Wednesday, December 23, 2015

Just how much did early Americans party during the Christmas holiday?

Quite a bit, as historian extraordinaire Thomas Kidd gives some of the background on the festive nature of Christmas back in the day: Was Christmas in Revolutionary America a Drunken Bash? As Kidd writes:
In the 1700s, Christmas was notorious for drunken bashes more reminiscent of Mardi Gras than our family-friendly holiday. An account from New York published during the "twelve days" of Christmas in early 1787 (the same year Americans would frame the new Constitution) paints a picture of a deeply conflicted holiday. As one might expect, some people focused on the religious meaning of the season, setting aside the time "for a most sacred purpose." Others, however, spent the twelve days "reveling in profusion, and paying their sincere devotions to merry Bacchus," the Greek god of wine and festivity. 

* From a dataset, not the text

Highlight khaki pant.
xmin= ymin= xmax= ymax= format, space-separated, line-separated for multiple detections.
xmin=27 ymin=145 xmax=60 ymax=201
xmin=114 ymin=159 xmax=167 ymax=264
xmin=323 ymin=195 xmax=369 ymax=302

The overt partying that was part of the Christmas celebration back in the day certainly adds context to George Washington's eggnog recipe! Folks back in the founding era liked their 'nog strong, as did the Father of Our Country:
One quart cream, one quart milk, one dozen tablespoons sugar, one pint brandy, ½ pint rye whiskey, ½ pint Jamaica rum, ¼ pint sherry—mix liquor first, then separate yolks and whites of eggs, add sugar to beaten yolks, mix well. Add milk and cream, slowly beating. Beat whites of eggs until stiff and fold slowly into mixture. Let set in cool place for several days. Taste frequently.
Love that last sentence.  Washington unfortunately left out the number of eggs to add to the receipt, so feel free to experiment a bit and still claim complete authenticity to Washington's concoction. Merry Christmas!

5 comments:

Adrienne said...

My dad always made "real" eggnog with egg whites beaten to stiffness. Lovely. That stuff they sell in the stores is beyond putrid and feels like glue.

Mark DeForrest said...

Weirdly enough, the best store bought 'nog I've had is the soy milk 'nog from Whole Foods. Otherwise, yeah, the store bought stuff isn't great.

Adrienne said...

A dry martini is a good substitute.

Mark DeForrest said...

True. I like Churchill's method of preparing a dry martini the best!